(dissenting):
I dissent. I believe UVCC waived whatever objections it had to Snuffer’s second affidavit when, unlike with respect to the first affidavit, it did not move to strike, or otherwise object to, the later affidavit.
Rule 56 of the Utah Rules of Civil Procedure provides that affidavits filed in connection with summary judgment motions “shall be made on personal knowledge, shall set forth such facts as would be admissible in evidence, and shall show affirmatively that the affiant is competent to testify to the matters stated therein.” Utah R.Civ.P. 56(e). However, Utah case law has uniformly required that a party who sees deficiencies in a Rule 56 affidavit move to strike the affidavit or object to it in some equivalent way; otherwise, any objection is waived and the averments of the affidavit are properly before the court.1 See, e.g., D & L Supply v. Sawrini, 775 P.2d 420, 421 (Utah 1989); Hobelman Motors, Inc. v. Allred, 685 P.2d 544, 546 (Utah 1984); Franklin Fin. v. New Empire Dev. Co., 659 P.2d 1040, 1043-4 (Utah 1983); Strange v. Ostlund, 594 P.2d 877, 880 (Utah 1979); Howick v. Bank of Salt Lake, 28 Utah 2d 64, 498 P.2d 352, 353-54 (1972); Fox v. Allstate Ins. Co., 22 Utah 2d 383, 453 P.2d 701, 702-03 (1969); Salt Lake City Corp. v. James Constructors, Inc., 761 P.2d 42, 46 (Utah App.1988). Such deficiencies can be as technical (but basic) as the failure to have an affidavit notarized; if objection is not interposed before the trial court, it is waived. See Hobelman Motors, 685 P.2d at 546. But such deficiencies are not limited to matters of form. As stated by the Utah Supreme Court, “if, on a motion for summary judgment, an opposing party fails to move to strike defective affidavits, he is deemed to have waived his opposition to whatever evi-dentiary defects may eidst.” Franklin Fin., 659 P.2d at 1044- (emphasis added). I find unpersuasive the main opinion’s effort to treat questions of the competency of evidence for purposes of the mailing statute, Utah Code Ann. § 63-37-1 (1993), as somehow different from “evidentiary defects” contemplated by Rule 56. After all, competency is one of the matters specifically dealt with in Rule 56. See Utah R.Civ.P. 56(e) (“Supporting and opposing affidavits shall be made on personal knowledge, shall set forth such facts as would be admissible in evidence, and shall show affirmatively that the affiant is competent to testify to the matters stated therein.”).
In this case, the fair import of Snuffer’s second affidavit is that plaintiffs notice of claim was prepared on November 25 or 26, *9431991, and that a copy, addressed to the Utah Attorney General, was deposited by Snuffer’s secretary to the United States Mail on November 26 or 27. The problem with Snuffer’s affidavit is that he testifies to matters that are not within his personal knowledge, but rather that of his secretary. However, lack of personal knowledge is the very kind of thing that must be first assailed in a motion to strike. See, e.g., Franklin Fin., 659 P.2d at 1043^4 (where no motion to strike, objection to affidavits based on, inter alia, a lack of personal knowledge was waived); Fox, 453 P.2d at 702-03 (“By failing to move to strike the affidavit ..., the plaintiff waived the'right to show whether the affiant knew first handed that about which he deposed.”).

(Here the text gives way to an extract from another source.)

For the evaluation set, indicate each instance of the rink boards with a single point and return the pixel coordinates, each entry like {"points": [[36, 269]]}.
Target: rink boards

Absent a motion to strike or an equivalent objection, the second affidavit stands admitted and the statements made therein are taken as true. The objections now made to the evidentiary foundations for the admittedly conelusory statements in the affidavit have been waived. Flawed though it may be in an ultimate sense, the affidavit thus sets forth facts that create a material dispute about whether notice was sent to the Attorney General. Accordingly, I would reverse the summary judgment on this basis and remand for trial.
. We have previously noted that the failure to object to summaiy judgment affidavits can result from a "calculated risk” as well as an "oversight.” Salt Lake City Corp. v. James Constructors, Inc., 761 P.2d 42, 46 n. 8 (Utah App.1988). This is because the upshot of a well-taken motion to strike is usually not just the striking of the affidavit; the striking is typically accompanied by an opportunity on the proffering party’s part to submit an affidavit free of the problems objected to. See id. Of course, such a scenario is consistent with "the end that the truth may be ascertained and proceedings justly determined.” Utah R.Evid. 102. Nonetheless, counsel may sometimes prefer to take their chances that no appeal will be taken or, if one is, that the lack of a motion to strike will go unnoticed or be glossed over by the appellate court.